All about AEG Batteries Part 1

Source: www.filairsoft.com
Tech Terms


mAh: MilliAmp Hours. A 1 mAh battery could last ~1 hour at at one milliAmp load.
Amps: Amperes, Current
Volts: Voltage
Ohms: Resistance
NiCd: Nickel Cadmium. A rechargeable battery chemistry.
NiMH: Nickel Metal-Hydride. A rechargeable battery chemistry.
LiIon: Lithium-Ion rechargeable chemisty (rare)
LiPoly: Lithium-polymer recheargeable chemsitry (expensive)


Battery Chemistries
There are 4 basic rechargeable batteries and 3 basic kinds of non-rechargeable batteries. The non-rechargeables are carbon-zinc ("Heavy-Duty" or "cheap-o Non-alkaline"), alkaline, and Lithium.

Disposable Batteries
Carbon-zinc batteries are the cheapest cells you can get, they have a fairly low capacity, but have a lower internal resistance than Alkaline (still not as low as NiCd or NiMh), so they can deliver a higher current than alkaline (hence the name "heavy duty").

Alkalines have a higher capacity than the carbon-zincs, but they have a very very high internal resistance. These cells do not deliver high currents well. Their high internal resistance causes them to "droop down" under load. The nominal voltage for alkalines is 1.5 volts, but the high internal resistance will cause them to droop down to less than 1.2 volts when heavily loaded. This is why higher powered devices (like Electric Blow Backs and cheap R/C cars) will work better with NiCds or NiMHs than with Alkalines. They are getting a higher voltage from the rechargeable batteries since the alkalines (that are supposed to be 0.3 volts more per cell) are actually providing less voltage. Alkalines also have a much different discharge graph than do the NiCds and NiMH. Imagine a graph with cell voltage as the vertical axis and the percent of charge remaining in the cell along the horizontal axis. Alkalines have a steadily downward sloping curve. This means that alkalines put out more voltage when they are fresh then when they are used up. They will only provide their best performance when new, and lose some of their power as they are used up.

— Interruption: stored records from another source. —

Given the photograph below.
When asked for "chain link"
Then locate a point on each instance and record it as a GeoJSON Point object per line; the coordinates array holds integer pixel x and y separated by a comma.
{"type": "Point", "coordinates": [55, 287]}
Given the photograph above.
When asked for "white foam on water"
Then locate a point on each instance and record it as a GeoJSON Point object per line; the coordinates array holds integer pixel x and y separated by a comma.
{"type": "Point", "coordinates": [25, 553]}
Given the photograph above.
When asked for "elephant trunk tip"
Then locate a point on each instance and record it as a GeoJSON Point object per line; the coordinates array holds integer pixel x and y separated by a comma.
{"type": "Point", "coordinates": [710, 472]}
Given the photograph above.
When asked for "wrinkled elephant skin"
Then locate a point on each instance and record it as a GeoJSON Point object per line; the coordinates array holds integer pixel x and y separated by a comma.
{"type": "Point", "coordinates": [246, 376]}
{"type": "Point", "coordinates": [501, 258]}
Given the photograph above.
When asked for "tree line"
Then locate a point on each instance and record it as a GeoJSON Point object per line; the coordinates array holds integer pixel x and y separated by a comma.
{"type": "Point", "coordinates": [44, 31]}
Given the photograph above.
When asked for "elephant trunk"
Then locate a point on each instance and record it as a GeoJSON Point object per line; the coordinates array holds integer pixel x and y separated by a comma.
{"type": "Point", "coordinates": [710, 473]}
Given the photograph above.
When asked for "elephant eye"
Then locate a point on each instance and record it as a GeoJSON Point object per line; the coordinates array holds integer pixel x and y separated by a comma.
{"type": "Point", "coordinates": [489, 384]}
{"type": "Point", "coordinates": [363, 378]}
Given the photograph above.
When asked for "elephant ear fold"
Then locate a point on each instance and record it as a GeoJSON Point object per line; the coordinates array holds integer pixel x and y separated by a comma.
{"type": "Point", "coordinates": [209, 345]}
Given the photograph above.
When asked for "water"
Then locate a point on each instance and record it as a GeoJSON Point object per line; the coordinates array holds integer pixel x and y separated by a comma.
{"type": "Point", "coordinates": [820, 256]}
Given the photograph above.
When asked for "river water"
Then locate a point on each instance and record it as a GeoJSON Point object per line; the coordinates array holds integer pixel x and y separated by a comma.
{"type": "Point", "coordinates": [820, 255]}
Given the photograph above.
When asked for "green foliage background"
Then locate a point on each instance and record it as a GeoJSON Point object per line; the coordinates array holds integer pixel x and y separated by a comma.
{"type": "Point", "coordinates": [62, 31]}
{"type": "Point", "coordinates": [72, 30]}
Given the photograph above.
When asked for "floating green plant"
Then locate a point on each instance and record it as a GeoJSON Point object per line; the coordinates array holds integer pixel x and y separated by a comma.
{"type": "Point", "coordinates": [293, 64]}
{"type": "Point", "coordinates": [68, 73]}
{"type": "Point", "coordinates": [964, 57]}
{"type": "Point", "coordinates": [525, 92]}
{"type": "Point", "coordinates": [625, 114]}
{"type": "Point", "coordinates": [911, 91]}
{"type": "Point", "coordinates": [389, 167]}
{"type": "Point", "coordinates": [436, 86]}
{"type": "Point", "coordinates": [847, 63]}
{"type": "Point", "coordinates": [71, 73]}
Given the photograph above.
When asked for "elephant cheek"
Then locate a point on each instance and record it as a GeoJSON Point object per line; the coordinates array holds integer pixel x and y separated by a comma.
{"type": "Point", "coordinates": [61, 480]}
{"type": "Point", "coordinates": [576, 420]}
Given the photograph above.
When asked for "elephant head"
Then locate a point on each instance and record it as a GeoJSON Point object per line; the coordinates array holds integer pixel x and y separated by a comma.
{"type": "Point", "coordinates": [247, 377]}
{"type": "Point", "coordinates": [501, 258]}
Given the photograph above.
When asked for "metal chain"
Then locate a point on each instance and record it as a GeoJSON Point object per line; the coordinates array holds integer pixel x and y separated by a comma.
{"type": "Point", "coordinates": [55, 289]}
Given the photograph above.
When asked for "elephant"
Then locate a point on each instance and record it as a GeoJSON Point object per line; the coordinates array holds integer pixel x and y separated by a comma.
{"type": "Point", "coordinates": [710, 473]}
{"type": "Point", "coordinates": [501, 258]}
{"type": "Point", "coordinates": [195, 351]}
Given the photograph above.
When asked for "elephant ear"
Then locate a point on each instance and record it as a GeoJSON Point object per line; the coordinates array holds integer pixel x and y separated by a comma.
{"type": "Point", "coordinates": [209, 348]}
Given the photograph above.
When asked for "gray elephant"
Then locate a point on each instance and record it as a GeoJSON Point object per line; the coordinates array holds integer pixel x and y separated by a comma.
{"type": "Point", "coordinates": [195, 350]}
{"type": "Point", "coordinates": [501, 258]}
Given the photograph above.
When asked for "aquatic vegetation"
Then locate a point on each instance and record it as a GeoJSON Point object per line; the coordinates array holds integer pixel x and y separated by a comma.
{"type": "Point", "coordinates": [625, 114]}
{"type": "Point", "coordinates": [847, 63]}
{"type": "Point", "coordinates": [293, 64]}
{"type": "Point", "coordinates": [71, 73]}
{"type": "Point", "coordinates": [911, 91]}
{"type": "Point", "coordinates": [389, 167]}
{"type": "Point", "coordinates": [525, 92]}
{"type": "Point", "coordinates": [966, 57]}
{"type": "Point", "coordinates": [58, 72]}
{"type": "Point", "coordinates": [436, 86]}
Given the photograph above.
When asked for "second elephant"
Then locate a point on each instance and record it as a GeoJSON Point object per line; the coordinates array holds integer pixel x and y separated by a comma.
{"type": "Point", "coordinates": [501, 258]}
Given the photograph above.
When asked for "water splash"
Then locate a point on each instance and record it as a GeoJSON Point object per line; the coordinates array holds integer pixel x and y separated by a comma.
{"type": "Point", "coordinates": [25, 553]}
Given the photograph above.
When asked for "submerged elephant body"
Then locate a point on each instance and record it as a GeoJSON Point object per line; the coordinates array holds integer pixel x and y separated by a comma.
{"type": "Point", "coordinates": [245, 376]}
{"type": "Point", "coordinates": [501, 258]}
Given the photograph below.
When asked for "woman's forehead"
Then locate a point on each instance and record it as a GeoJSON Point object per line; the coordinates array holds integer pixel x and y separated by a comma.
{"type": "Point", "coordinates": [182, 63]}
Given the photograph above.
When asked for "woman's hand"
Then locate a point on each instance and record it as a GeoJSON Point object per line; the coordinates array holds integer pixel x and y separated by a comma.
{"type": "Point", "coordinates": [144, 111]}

The last type of non-rechargeable battery technology is the Lithium cell. These batteries have the most capacity, and are the most expensive. They are also lighter in weight and provide 1.7 volts per cell. They can also provide a higher current than alkalines, but not as much as the NiCd, NiMH or lead-acid. They are also very poor value for your money.

Rechargeable Batteries

There are 4 principle chemistries of rechargeable batteries: NiCd, NiMH, Li-ion (Lithium Ion), Li-Poly, and lead-acid.

Li-ion (not to be confused with non-rechargeable Lithium cells) are the newest type of rechargeable battery, and are the lightest that also have the highest capacity. They are designed primarily for capacity. These cells are very fragile. They cannot take the rough treatment of an AEG (high currents). They also tend to explode if they are not charged correctly. These cells are intended for use in high tech mobile stuff, like laptops and cell phones.

LiPoly batteries are also coming into usage for airsoft -- while voltage options remain limited, they are about the right size for airsoft, and if you take care to not heat up the gel-packs, are an extremely good high-ROF battery.

There is also the lead-acid type. This battery has two lead electrodes, with sulfuric acid as an electrolyte. They come in two varieties, "wet" cells (car batteries) that have liquid sulfuric acid (which can spill all over the place...not good at all) and SLA (Sealed Lead Acid, or "gel-cells") these are typically used in Uninterruptable Power Supplies for computers. SLAs use sulfuric acid jelly and are sealed so they cannot spill. These batteries are the toughest kind, readily providing huge currents. They are also really cheap. The one main problem is that they have lousy energy density and weight. Their energy density is about on par with NiCd: a gel-cell and a NiCd of the same physical size hold about the same mAh, but the LEAD-acid battery will be twice as heavy. lead-acid batteries are 2 volts per cell, and typically come in 2 volt, 6 volt, 12 volt, and 24 volt sizes.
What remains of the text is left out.